Beano Beano - 5 months ago 20
Perl Question

Should I use \d or [0-9] to match digits in a Perl regex?

Having read a number of questions/answers over the past few weeks, I have seen the use of

\d
in perl regular expressions commented on as incorrect. As in the later versions of perl
\d
is not the same as
[0-9]
, as
\d
will represent any Unicode character that has the digit attribute, and that
[0-9]
represents the characters '0', '1', '2', ..., '9'.

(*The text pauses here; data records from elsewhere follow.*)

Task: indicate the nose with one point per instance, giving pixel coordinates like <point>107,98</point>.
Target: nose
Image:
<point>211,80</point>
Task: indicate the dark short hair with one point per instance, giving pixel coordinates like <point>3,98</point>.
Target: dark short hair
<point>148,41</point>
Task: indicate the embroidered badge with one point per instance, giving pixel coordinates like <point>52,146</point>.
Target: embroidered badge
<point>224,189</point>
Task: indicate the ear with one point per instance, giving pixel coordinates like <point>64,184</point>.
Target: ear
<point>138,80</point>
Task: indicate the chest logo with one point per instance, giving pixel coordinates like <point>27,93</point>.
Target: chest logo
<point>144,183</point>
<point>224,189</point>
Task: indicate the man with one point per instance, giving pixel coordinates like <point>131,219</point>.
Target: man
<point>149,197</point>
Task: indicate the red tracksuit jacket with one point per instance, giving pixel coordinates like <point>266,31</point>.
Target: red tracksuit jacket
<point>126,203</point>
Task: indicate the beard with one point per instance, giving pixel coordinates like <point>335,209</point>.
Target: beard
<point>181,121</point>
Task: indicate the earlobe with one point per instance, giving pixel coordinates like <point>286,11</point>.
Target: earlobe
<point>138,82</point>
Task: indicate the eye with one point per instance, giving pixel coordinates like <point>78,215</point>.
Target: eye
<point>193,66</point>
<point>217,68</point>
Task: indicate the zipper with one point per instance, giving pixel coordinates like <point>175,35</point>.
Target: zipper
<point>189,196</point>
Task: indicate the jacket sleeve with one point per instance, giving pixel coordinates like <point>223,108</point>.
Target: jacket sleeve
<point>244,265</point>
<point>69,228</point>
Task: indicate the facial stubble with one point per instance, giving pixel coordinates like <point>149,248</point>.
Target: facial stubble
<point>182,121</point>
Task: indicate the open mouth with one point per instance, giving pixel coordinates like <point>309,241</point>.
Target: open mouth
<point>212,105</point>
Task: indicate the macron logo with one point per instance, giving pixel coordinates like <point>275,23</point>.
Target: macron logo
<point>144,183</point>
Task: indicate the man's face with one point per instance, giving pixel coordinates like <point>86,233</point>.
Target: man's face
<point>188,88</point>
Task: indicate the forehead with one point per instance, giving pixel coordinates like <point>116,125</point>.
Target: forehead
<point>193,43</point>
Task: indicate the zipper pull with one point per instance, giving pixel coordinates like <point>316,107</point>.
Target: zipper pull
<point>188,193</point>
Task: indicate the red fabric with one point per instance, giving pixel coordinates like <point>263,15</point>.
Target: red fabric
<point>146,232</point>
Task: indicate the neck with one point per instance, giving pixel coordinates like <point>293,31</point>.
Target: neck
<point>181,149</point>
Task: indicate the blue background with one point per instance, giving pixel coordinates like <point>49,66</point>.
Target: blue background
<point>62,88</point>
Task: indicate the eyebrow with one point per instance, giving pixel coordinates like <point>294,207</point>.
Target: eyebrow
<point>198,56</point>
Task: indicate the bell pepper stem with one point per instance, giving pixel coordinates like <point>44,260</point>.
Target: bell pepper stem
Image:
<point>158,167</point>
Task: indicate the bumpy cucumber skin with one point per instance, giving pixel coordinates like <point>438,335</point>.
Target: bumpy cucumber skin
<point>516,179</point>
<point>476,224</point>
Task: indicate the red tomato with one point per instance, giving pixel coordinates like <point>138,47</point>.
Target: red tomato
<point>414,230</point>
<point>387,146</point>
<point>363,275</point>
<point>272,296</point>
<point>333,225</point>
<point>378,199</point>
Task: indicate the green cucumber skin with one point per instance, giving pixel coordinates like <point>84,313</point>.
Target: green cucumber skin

I appreciate that in some contexts
[0-9]
will be the correct thing to use, and in others
\d
will be. I was wondering which people feel is the correct default to use?

Personally I find the
\d
notation very succinct and expressive, whereas in comparison
[0-9]
is somewhat cumbersome. But I have little experience of doing multi-language code, or rather code for languages that do not fit into the ASCII character range, and therefore may be being naive.

I notice

$find /System/Library/Perl/5.8.8/ -name \*pm | xargs grep '\\d' | wc -l
298
$find /System/Library/Perl/5.8.8/ -name \*pm | xargs grep '\[0-9\]' | wc -l
26

Answer

For maximum safety, I'd suggest using [0-9] any time you don't specifically intend to match all unicode-defined digits.

Per perldoc perluniintro, Perl does not support using digits other than [0-9] as numbers, so I would definitely use [0-9] if the following are both true:

  1. You want to use the result as a number (such as performing mathematical operations on it or storing it somewhere that only accepts proper numbers (e.g. an INT column in a database)).

  2. It is possible non-digits [^0-9] would be present in the data in such a way that the regular expression could match them. (Note that this one should always be considered true for untrusted/hostile input.)

If either of these are false, there will only rarely be reason to specifically not use \d (and you'll probably be able to tell when that is the case), and if you're trying to match all unicode-defined digits, you'll definitely want to use \d.